The vast new zones are very liberally scattered with flight paths, even to the smallest settlements, and there are fewer neutral towns and common quest lines; the division between Alliance and Horde was nebulous at best in Burning Crusade, but has been reinforced this time around. With no handholding questing indicators, adventurousness and good orienteering are still prerequisites, but once you've done your initial exploring, backtracking and tedious travel times are reduced.
After the two initial zones, players from both ends of the continent are led towards Dragonblight. This, in many ways, is the heart and soul of the new continent, and the largest single zone Blizzard has created to date. A mixture of melancholy, snowbound forest, iced-over dragon graveyards and the shrines of various dragonflights, Dragonblight is also where the fight against the Scourge begins in earnest with the epic Wrath Gate quest lines, culminating in players' first encounter with the Lich King himself.
Every storyline and theme of the expansion meets here, including the steady unveiling of the secrets of the Titans, creators of the world. In the early-to-mid-70s, Dragonblight is where you'll be spending all your time. In addition, there are the underground dungeons of Azjol-Nerub, where the insectoid Nerubians are struggling to free themselves from the Lich King's control, and high-end raid zone Wyrmrest Temple.

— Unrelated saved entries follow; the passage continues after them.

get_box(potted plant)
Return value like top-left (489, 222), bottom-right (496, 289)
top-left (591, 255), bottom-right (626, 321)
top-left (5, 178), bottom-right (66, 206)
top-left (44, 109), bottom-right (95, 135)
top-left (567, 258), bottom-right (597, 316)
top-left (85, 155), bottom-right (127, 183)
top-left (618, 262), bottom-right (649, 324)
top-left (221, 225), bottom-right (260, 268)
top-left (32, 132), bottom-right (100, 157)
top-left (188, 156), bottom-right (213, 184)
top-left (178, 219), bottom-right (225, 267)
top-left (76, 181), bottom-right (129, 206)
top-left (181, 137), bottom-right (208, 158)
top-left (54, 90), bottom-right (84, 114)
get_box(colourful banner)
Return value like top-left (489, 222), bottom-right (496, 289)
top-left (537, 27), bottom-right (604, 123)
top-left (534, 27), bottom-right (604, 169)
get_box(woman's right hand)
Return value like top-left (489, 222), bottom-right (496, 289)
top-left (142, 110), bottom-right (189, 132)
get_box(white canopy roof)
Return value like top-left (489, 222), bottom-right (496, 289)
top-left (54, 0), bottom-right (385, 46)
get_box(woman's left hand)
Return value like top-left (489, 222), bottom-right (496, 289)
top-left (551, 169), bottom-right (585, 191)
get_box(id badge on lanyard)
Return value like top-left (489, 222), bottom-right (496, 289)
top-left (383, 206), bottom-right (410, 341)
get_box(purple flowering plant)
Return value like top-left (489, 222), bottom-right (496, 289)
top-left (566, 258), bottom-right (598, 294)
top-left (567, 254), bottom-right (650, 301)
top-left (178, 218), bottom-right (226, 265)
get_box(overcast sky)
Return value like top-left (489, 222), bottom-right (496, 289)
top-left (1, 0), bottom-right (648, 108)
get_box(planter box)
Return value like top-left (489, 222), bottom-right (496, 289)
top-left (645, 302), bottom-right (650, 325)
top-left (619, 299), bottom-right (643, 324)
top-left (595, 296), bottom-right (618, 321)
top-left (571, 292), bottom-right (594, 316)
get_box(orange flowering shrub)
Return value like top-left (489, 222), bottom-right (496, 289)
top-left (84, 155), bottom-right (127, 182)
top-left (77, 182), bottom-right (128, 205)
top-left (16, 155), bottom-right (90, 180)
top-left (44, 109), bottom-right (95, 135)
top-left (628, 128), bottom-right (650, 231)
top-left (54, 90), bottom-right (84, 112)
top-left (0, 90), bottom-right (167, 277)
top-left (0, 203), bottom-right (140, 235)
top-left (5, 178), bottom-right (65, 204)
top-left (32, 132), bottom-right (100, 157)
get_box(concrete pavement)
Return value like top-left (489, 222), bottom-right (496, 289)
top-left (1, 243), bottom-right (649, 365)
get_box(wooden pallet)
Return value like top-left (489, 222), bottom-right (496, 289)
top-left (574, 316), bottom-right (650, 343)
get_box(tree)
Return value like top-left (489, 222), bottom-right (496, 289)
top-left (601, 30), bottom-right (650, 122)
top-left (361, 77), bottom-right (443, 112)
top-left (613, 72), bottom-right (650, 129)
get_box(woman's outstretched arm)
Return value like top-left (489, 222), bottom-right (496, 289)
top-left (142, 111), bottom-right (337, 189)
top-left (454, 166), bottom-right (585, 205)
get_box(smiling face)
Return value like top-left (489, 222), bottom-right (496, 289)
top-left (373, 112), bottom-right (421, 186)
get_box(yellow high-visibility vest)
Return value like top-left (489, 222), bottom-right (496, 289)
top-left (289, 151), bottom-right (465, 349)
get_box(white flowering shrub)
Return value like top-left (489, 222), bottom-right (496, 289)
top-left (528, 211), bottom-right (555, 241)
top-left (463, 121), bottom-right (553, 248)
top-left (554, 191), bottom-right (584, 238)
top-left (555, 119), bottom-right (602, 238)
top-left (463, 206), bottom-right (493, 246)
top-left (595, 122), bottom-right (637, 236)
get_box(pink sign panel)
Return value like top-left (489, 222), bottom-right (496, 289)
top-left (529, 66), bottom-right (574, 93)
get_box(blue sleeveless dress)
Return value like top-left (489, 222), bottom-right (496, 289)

The next two zones are perhaps the two most familiar and conventional in the expansion. Sholazar Basin in the west is a tropical crater recalling Un'Goro in the classic game; Grizzly Hills, as we remarked when we first previewed Lich King, is almost an all-in-one homage to the mountain ranges and forests of classic WOW. It's the music that conjures a new atmosphere in these two zones, more so even than the rest of the continent, although the score is superb throughout. Grizzly Hills' lilting bluegrass fiddle themes are pure North American nostalgia.